Willson’s first book as Lauren Stratford was entitled Satan’s Underground, and it was published in 1988 by Harvest House, a well-known US evangelical publisher. She was championed by Johanna Michaelsen, who claims to be an ex-occultist and who is related by marriage to Hal Lindsey. Lindsey himself had achieved fame as the best-selling author of The Late Great Planet Earth, which linked current affairs and the Cold War to Biblical prophecies, and he had followed up with Satan is Alive and Well on Planet Earth, on the evils of occultism. Evidence that Stratford’s book was a hoax provoked bitter criticism from Michaelsen and Lindsey, who asked why evangelical journalists would want to debunk an evangelical book that had led people to Jesus.
However, as Trott and Hertenstein relate (page 278):
…as public pressure mounted, the publisher backed down and – after printing 133,409 copies of Satan’s Underground – withdrew the book and its sequel, I Know You’re Hurting. A statement released on January 26, 1990, failed to mention any reason for removing the books from circulation other than they were controversial… Some time later, Harvest House quietly released the rights to Satan’s Underground to Pelican Books, a Louisiana publisher.
And a look at the website of the Pelican Publishing Company shows that Stratford’s books are still available, along with a rather partial bio-blurb that hasn’t been updated since her death several years ago:
Agencies such as the National Center for Missing and Exploited Children, the Cult Crime Impact Network, and the National Coalition Against Pornography have used Ms. Stratford’s expertise and experience in recognizing satanic ritualistic abuse. Ms. Stratford also provides valuable assistance in the counseling and treatment of survivors of satanic crimes and child abuse.
…Ms. Stratford, a member of the Los Angeles County Women’s Commission Task Force on Ritual Abuse, helped edit the country’s first government-sponsored information booklet on the topic. She is also a member of Make Today Count, an international support group for people with life-threatening illnesses, and has organized a support group called Victims Against Sexual Abuse…

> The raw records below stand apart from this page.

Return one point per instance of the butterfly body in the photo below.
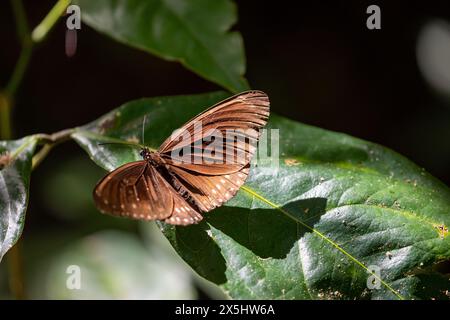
(162, 187)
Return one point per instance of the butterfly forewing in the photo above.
(237, 120)
(163, 187)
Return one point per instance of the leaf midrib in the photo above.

I have a copy of the Pelican edition of the book, printed in 1993: it comes with a foreword by Michaelsen and an Aferword by three clinical psychologists: Lyn Laboriel, Catherine Gould, and Vicki Graham Costain. There are also a number of endorsements: from Kenneth Wooden, a reporter with ABC (“a work of national importance”); Hal Lindsey (“absolutely incredible and true”); Judith Reisman, the notorious anti-Kinsey obsessive* (“only too credible… it is even more crucial that we listen to her story”); Mike Warnke (a “story… that needs to be told); Larry Jones (“literally a godsend); and the psychologist Gould, who described her as “a survivor twice over. She has survived not only the horror of ritual abuse, but also a vicious backlash aimed at discrediting both her and her story”.

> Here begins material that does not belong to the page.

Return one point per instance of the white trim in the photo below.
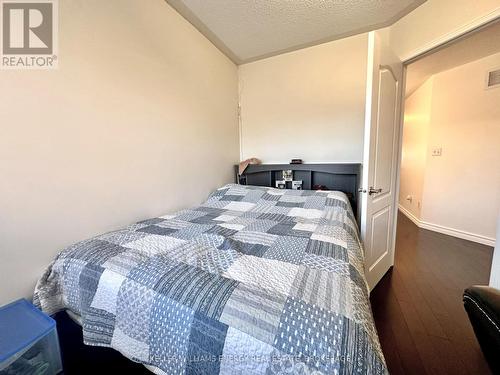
(447, 230)
(474, 24)
(409, 215)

This was before Willson/Stratford reinvented herself as Laura Grabowski, which one would have thought would have been the last straw for even the most bone-headed enthusiasts. Yet so far as I can see there have been no mea culpas from those who promoted the original fraud and attacked the investigators, and the blurbs are still visible on a 2003 re-issue viewable on Amazon. Pelican also sells her follow-up book, which comes with a Foreword by Stormie Omartian, author of the best-selling Power of a Praying… series.
Footnote
*Reisman’s anti-Kinsey polemics have brought her into an association with the British journalist Tim Tate, and the two shared a platform in Croatia in 2013. Tate’s 1991 book Children for the Devil: Ritual Abuse and Satanic Crime recently came under renewed attention due to a passage featuring an interview with a vicar about allegations of ritual abuse against an unnamed MP.